Click the image to go to the current Pinterest Board for this project.

At dinner, last night, Todd and I went over some of the things we’d discussed in passing about fixtures and finishes. If you notice the monkey clock in the second photo and I purchased the dancing monkey clock a few years ago through a flash sale site and we’ve agreed to keep it in the room as our accent color inspiration. Everything else will be white or cream/khaki to keep the room bright.

Downstairs Bath

Downstairs Bath by scrapsoflife

The clawfoot tub (currently hidden behind the shower curtain) needs a good scrub with a wire brush and a fresh coat of paint. Someone had the questionable idea to add what appears to be a wallpaper border to the outside of the tub in years past, that will also get removed (though if its anything like the wallpaper in the entryway, it won’t put up much of a fight!).

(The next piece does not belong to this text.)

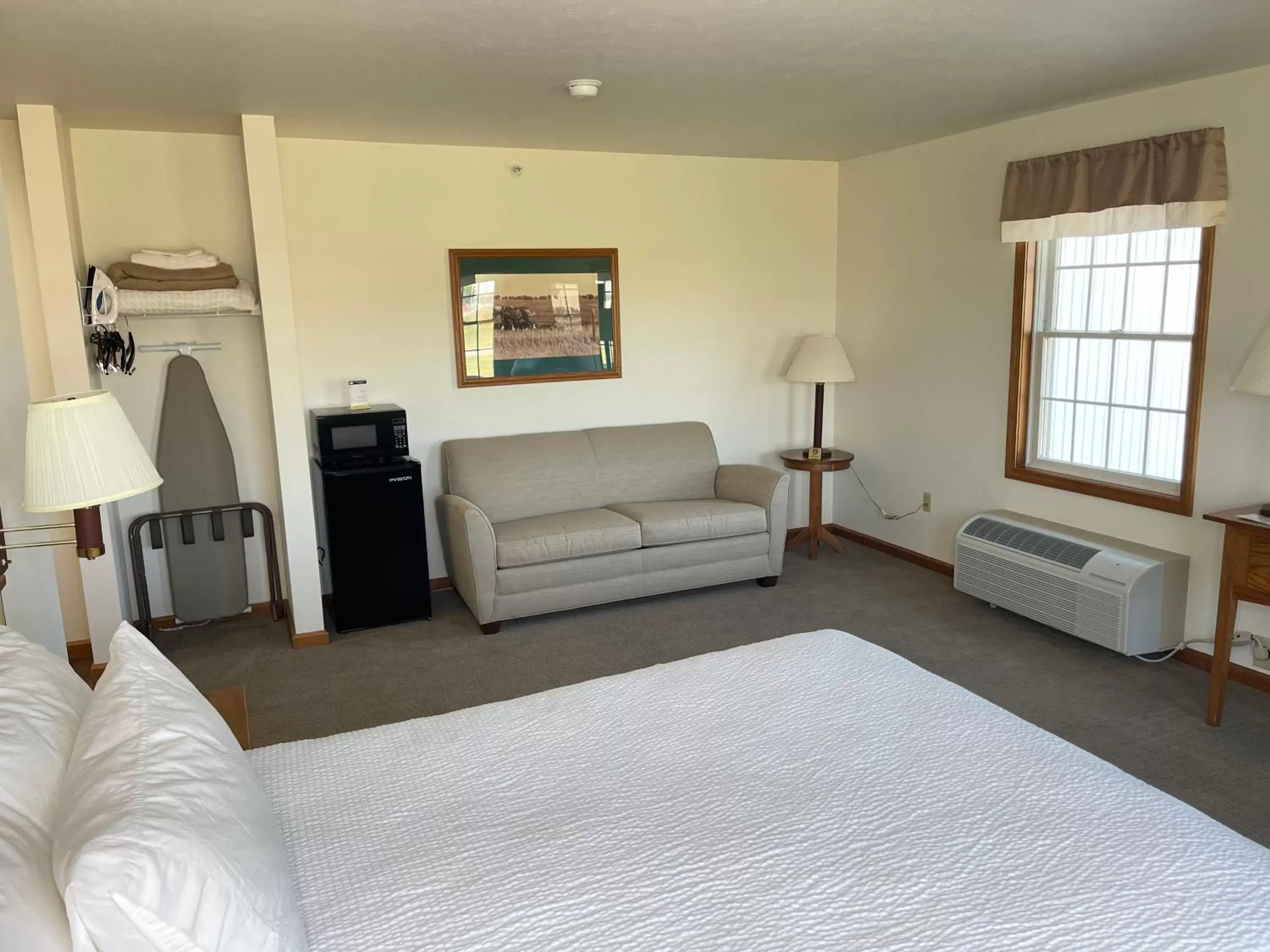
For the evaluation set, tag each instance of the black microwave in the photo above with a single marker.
(345, 437)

We’ll pick up the burnt orange color from the clock in textiles and small accessories, maybe even replace the knobs on the current etagere (just a basic one from Target, but it serves it’s purpose and fits the space nicely) with pretty glass ones like in my polyvore board. Orange isn’t necessarily my favorite color, but I think a little bit here and there would be a nice touch in an otherwise neutral room.

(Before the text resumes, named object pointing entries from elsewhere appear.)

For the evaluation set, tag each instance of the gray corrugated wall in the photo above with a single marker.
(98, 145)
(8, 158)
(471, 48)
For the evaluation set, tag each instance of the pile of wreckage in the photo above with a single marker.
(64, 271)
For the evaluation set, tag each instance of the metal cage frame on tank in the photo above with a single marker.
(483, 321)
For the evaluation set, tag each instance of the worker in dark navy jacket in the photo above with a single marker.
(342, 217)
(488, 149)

Originally I’d thought we’d install in-floor radiant heat in both bathrooms. I’m not sure that’s really necessary downstairs anymore (especially since it’d only be installed in the middle third of the room–less than 20 square feet; you don’t put the heating elements under or too near the fixtures, only in the open areas), though I suppose I could feel differently when there’s ceramic tile on the floor instead of the wood-look vinyl flooring the contractor put in during the bank-required renovations. Still, I think a sizable, colorful bath rug could take care of creature comforts for anyone who actually needs to shower down here.

Considering the size of the room, I suppose it’s not surprising that this remodel could be done for less than $2,000 (it’s only a bit over a grand for the fixtures and accessories, but I’m allowing for a lot of the unknowns in my semi-educated guesstimate: drywall and it’s related materials, insulation, the plumbing supplies, and whatever else pops up). Thank goodness it can all be done by Todd and I, as the biggest chunk of any renovation project is the labor.

While I’ll be keeping an eye out over the next few months for orange accents at good prices, it looks like I’ll be shopping for a new ceiling fan for my office in the more immediate future. The motor started making a grinding noise last night that’s a bit disturbing.

That’s the fun of old houses, right???